Past speakers have included Serena Williams, Kim Kardashian, Gwyneth Paltrow, Gabrielle Union, Amy Schumer, Jessica Alba, Chelsea Clinton, Carla Hall, Sheryl Crow, Martha Stewart, Ava DuVernay, Arianna Huffington, and more.

===STYLECASTER===
On August 15, 2014, SHE Media purchased STYLECASTER Media Group in Manhattan to broaden its customer base, complement its existing market, and better target "young, cosmopolitan, and fashion-forward" women. It expected to realize $50 million in revenue from the combined organization, according to The Wall Street Journal, which reported that the $10 million purchase was an all-stock transaction. Founders Ari Goldberg and David Goldberg initially became part of the SheKnows organization. Editor-in-Chief Laurel Pinson also moved to SHE Media from STYLECASTER. The site was a Webby Award nominee and honoree for the Best Fashion & Beauty Site in 2015, 2016 and 2017.

=== HelloFlo ===
In April 2016, SHE Media acquired HelloFlo, a website designed to normalize the conversation about women’s and girls' bodies at every stage of life and the creator of viral videos like "Camp Gyno", "First Moon Party" and "A Visit from Aunt Flo". In 2017, HelloFlo was the winner of a Webby Award for Best Health Site. That same year, it received an OMMA Award for Best Health/Wellness site.
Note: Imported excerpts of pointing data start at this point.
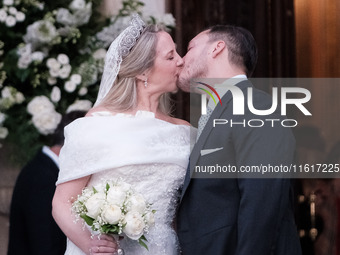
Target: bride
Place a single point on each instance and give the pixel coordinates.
(130, 135)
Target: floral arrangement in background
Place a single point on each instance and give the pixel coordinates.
(51, 60)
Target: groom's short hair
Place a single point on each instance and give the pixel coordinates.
(242, 49)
=== The #Femvertising Awards ===
The #Femvertising Awards, created by SHE Media, honor excellence in pro-female advertising. Based on a term now coined by CEO Samantha Skey in an article published in MediaPost in 2014, SHE Media launched the #Femvertising Awards the following year to celebrate ads that challenge social and gender norms through advertising. Since 2015, the term Femvertising and the #Femvertising Awards have been covered by a variety of media outlets, including NBC Nightly News, Adweek, The Huffington Post and more.

=== Hatch ===
SHE Media launched Hatch in 2015 to explore social issues impacting Generation Z.
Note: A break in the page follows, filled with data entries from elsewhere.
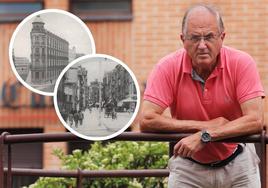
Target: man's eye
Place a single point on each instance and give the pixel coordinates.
(196, 38)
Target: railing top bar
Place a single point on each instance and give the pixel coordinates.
(130, 136)
(90, 173)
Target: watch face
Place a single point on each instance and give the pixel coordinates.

Hatch has been published in news outlets that include CNN, TIME, AdWeek, Upworthy, Buzzfeed, and more. In October 2017, Good Morning America featured the Hatch #DigitalDetox workshop, in which a group of 12- and 13-year-olds who belong to the program shared what it was like to give up social media, online games, streaming video, and texting for an entire week.